We can improve quality and minimize cost if primary care clinicians would trust patients.

Unfortunately, many primary care clinicians have become afraid of patients! Some will tell you that they have had their lives threatened by patients. Almost all will tell you how their livelihood has been threatened by the specter (whether real or imagined) of lawsuits.

We often follow the plethora of guidelines, not necessarily because we believe guidelines represent the best care for individual patients, but because we fear repercussions from patients, colleagues, or payers—which may outweigh our compassion for patients. While clinician decisions on tests and treatments are generally made one patient at a time, represent an opportunity to “get a patient into the numerator” of a metric. This is a dangerous dynamic because if we are perceived as serving metrics rather than individual patients, we may destroy trust.

For primary care doctors to trust their patients, we will need to:

  • Create lasting relationships between both parties that are not mere business transactions.
  • Find ways to remain in one practice for decades in order to build relationships with patients. This cannot happen if we resort to locum tenens and transient primary care clinicians.
  • We need to be able to evaluate and integrate the best available evidence and advise our patients accordingly.

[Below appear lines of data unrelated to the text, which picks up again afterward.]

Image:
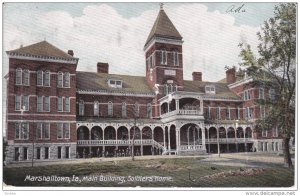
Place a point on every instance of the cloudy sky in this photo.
(116, 32)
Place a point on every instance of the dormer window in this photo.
(210, 89)
(115, 83)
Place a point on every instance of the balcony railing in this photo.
(228, 140)
(191, 147)
(182, 112)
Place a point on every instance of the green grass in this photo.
(185, 172)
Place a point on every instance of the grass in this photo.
(185, 172)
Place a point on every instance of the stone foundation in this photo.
(11, 155)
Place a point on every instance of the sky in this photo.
(116, 32)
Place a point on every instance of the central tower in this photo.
(163, 53)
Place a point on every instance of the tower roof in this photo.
(163, 27)
(42, 49)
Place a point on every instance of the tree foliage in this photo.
(275, 68)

To enhance the doctor-patient relationship, we must also consider removing all financial input from interest groups into research and education. This is idealistic, to be sure, but our governments have enough resources to fund research. In the US, we often support a disingenuous dynamic of universities doing research with government funding, and then turn the results of public efforts into private profit. The public ends up paying twice. Surely we can do better.

It is time we faced the fact that education is flawed because it is often corrupt. However, there are many groups out there trying to tackle the issues of improving healthcare and knowledge translation by focusing on the principles of the best available evidence, clinical expertise and shared decision-making. While no groups have a stranglehold on the truth, groups and individuals that demonstrate a consistent adherence to these principles should play a major role in training and informing healthcare education. Anyone not realizing this is likely blind to the pervasive impact of interest groups on education and how that conflict of interest erodes trust.

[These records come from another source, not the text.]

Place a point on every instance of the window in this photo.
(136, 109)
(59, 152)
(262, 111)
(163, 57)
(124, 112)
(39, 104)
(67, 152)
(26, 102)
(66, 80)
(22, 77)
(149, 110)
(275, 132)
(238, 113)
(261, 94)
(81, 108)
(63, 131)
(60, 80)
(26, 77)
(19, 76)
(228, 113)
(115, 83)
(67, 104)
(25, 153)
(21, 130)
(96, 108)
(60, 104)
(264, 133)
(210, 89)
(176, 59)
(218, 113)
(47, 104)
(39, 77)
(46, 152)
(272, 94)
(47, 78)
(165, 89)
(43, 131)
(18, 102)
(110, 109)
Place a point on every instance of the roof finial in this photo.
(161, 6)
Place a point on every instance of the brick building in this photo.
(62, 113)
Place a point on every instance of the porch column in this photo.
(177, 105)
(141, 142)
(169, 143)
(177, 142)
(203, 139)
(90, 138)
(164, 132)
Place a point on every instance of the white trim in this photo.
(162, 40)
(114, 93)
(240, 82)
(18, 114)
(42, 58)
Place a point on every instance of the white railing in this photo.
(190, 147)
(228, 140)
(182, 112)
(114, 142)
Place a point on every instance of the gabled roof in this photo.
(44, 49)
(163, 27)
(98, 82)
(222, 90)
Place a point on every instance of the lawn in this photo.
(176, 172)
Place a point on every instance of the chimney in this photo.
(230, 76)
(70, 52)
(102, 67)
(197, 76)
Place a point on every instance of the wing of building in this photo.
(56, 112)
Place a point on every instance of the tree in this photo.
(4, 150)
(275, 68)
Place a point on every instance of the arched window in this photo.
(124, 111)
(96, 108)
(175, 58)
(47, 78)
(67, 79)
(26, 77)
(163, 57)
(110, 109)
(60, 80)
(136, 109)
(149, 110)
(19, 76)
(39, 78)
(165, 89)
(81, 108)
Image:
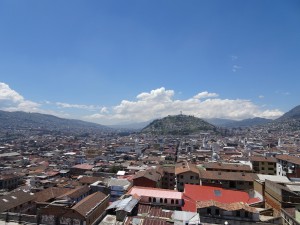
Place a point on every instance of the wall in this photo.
(185, 178)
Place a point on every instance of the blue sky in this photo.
(130, 61)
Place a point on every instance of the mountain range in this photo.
(37, 121)
(178, 125)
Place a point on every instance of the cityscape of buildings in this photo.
(248, 176)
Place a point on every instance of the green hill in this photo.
(178, 125)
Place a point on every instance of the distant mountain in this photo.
(178, 125)
(131, 126)
(248, 122)
(219, 122)
(290, 121)
(292, 114)
(38, 121)
(241, 123)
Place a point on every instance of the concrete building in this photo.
(263, 165)
(186, 173)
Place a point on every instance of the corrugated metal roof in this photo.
(155, 192)
(126, 204)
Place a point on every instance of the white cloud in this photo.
(160, 102)
(77, 106)
(235, 68)
(147, 105)
(10, 100)
(234, 57)
(206, 94)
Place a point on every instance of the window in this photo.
(209, 211)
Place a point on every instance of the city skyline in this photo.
(114, 63)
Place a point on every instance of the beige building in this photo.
(186, 173)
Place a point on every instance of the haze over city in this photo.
(114, 62)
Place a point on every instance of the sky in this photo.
(116, 62)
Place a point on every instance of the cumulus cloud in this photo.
(160, 102)
(235, 68)
(77, 106)
(206, 94)
(10, 100)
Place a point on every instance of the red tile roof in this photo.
(155, 192)
(196, 193)
(227, 206)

Let’s also remove all direct-to-consumer advertising. In the US, we see television ads about monoclonal antibodies that are aimed at patients, who often have no ability to contextualize the information, with the bottom line of “ask your doctor about” said product. But primary care clinicians often do not know much about these products, and time about their queries gobbles up precious office visits.

The essence of decisions about tests and treatments between patients and primary care clinicians requires trustworthy evidence coupled with parties who are willing to, and have the time to, share their values and preferences (patients) and their experience/expertise (primary care clinicians).

Improving quality means reducing waste in tests and treatments, and coming to commonly shared, informed decisions between primary care clinicians and patient values/preferences. We can only do so when patients trust primary care clinicians, primary care clinicians trust patients, and both live in a world where the evidence, on which those decisions are based, can be trusted.

Mark McConnell is a primary care physician in LaCrosse, WI, and James McCormack is a professor of pharmaceutical sciences at the University of British Columbia.